Symptoms caused by Charles Bonnet syndrome cannot be explained by the presence of a psychiatric disorder, and patients do not have any significant metabolic derangements or impaired sensorium that would otherwise explain the symptoms. Although Charles Bonnet syndrome has no official diagnostic criteria, the features described are generally accepted and can be used as guidelines to make the diagnosis when appropriate (Table 1). A patient presenting to the ED with symptoms suggestive of Charles Bonnet syndrome should receive basic laboratory tests, such as a metabolic panel and complete blood count along with neuro-imaging, typically with CT without contrast. MRI could be considered, although it would likely be most appropriate in the outpatient setting.

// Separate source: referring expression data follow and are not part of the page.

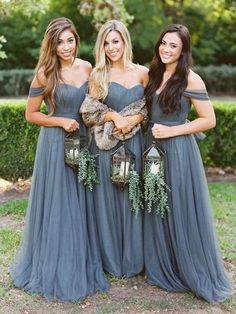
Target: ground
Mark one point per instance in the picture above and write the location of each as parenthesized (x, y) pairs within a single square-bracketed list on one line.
[(131, 296)]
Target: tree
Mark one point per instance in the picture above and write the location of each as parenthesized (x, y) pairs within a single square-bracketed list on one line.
[(103, 10)]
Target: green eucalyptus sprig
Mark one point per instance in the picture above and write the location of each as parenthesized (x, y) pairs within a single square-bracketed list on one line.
[(155, 191), (87, 171), (135, 193)]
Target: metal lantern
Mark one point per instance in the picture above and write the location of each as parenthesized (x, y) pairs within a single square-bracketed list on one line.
[(72, 147), (122, 161), (153, 159)]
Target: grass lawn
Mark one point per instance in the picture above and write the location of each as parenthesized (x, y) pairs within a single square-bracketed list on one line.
[(130, 296)]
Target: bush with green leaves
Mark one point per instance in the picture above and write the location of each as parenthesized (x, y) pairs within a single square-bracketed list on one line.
[(218, 78), (219, 146), (15, 82), (18, 140)]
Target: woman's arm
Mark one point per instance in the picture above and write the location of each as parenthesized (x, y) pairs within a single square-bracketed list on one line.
[(33, 114), (206, 116)]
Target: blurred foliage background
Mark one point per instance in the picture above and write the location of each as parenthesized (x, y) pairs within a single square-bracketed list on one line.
[(212, 26)]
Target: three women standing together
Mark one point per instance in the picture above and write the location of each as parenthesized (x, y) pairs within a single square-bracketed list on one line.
[(72, 234)]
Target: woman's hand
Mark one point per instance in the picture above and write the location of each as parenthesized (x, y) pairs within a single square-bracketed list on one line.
[(122, 124), (162, 131), (69, 125)]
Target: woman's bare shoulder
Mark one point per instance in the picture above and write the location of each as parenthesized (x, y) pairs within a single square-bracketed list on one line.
[(195, 81)]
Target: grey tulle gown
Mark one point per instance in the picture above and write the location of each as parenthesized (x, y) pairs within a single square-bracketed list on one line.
[(58, 255), (181, 249), (120, 231)]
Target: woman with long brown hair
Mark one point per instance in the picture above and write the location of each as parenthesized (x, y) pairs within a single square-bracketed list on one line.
[(58, 257), (181, 250)]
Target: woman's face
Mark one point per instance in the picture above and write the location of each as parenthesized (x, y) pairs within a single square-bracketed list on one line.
[(114, 46), (170, 48), (66, 46)]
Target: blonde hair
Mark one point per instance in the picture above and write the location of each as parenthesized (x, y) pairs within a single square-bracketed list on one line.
[(48, 60), (98, 83)]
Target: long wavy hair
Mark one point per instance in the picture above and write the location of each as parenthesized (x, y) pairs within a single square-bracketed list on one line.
[(49, 62), (170, 97), (98, 83)]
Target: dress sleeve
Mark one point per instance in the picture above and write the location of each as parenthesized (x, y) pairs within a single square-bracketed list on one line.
[(197, 94), (36, 91)]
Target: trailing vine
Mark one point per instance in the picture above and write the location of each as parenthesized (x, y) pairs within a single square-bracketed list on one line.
[(87, 170), (135, 193), (155, 190)]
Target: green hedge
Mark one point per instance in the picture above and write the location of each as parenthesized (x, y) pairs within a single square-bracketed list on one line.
[(219, 146), (218, 79), (18, 140), (15, 82)]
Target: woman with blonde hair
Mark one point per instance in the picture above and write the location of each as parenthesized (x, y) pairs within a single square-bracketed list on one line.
[(114, 110), (58, 257)]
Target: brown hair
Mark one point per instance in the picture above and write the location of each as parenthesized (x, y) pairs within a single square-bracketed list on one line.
[(170, 97), (48, 60)]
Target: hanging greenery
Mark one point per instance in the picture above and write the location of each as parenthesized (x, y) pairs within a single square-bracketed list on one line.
[(87, 171), (155, 190), (135, 193)]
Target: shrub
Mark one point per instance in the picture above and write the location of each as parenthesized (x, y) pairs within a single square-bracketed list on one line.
[(15, 82), (218, 79), (219, 146), (18, 140)]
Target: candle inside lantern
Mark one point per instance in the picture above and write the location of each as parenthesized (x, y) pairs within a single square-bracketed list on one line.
[(124, 168), (76, 152), (155, 168)]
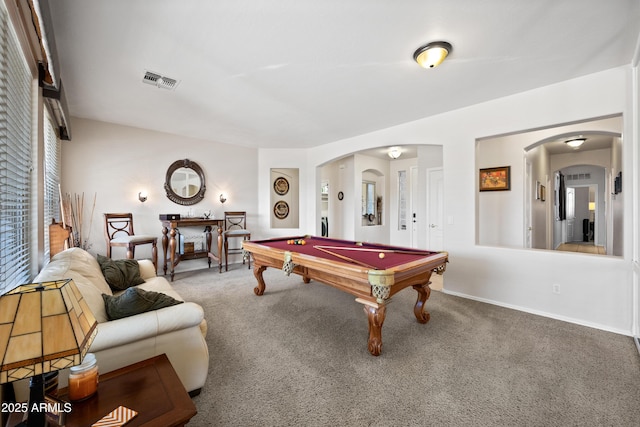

Table 1. Diagnostic criteria for Charles Bonnet syndrome
Table 1.
Diagnostic criteria for Charles Bonnet syndrome

Our patient had the characteristic features with her age and history of vision loss. She also had full insight into the fictional nature of her hallucinations and met the diagnostic criteria of Charles Bonnet syndrome discussed previously. However, our patient also presented with hyponatremia and a urinary tract infection, although these findings were unlikely to be the cause of her symptoms. At a level of 128 mEq/L, her hyponatremia would typically be considered mild. Most neurological manifestations of hyponatremia occur at levels of < 115 mEq/L, and it would be unlikely for a patient with a serum sodium of 128 mEq/L to exhibit visual hallucinations without other changes in mental status as the only symptom of her hyponatremia. The urinary tract infection was a subclinical diagnosis as our patient had no symptoms. She also had no risk factors of a complicated infection, such as a recent catheterization, residence in a nursing home, or an immuno-compromised status. In contrast, she was a high functioning and independent octogenarian. In these circumstances, it would be unlikely that the infection was the primary cause of the patient’s visual hallucinations with no other neurologic changes or confusion. However, it is possible that these abnormalities could have contributed in exacerbating her symptoms, although this would be difficult to fully assess.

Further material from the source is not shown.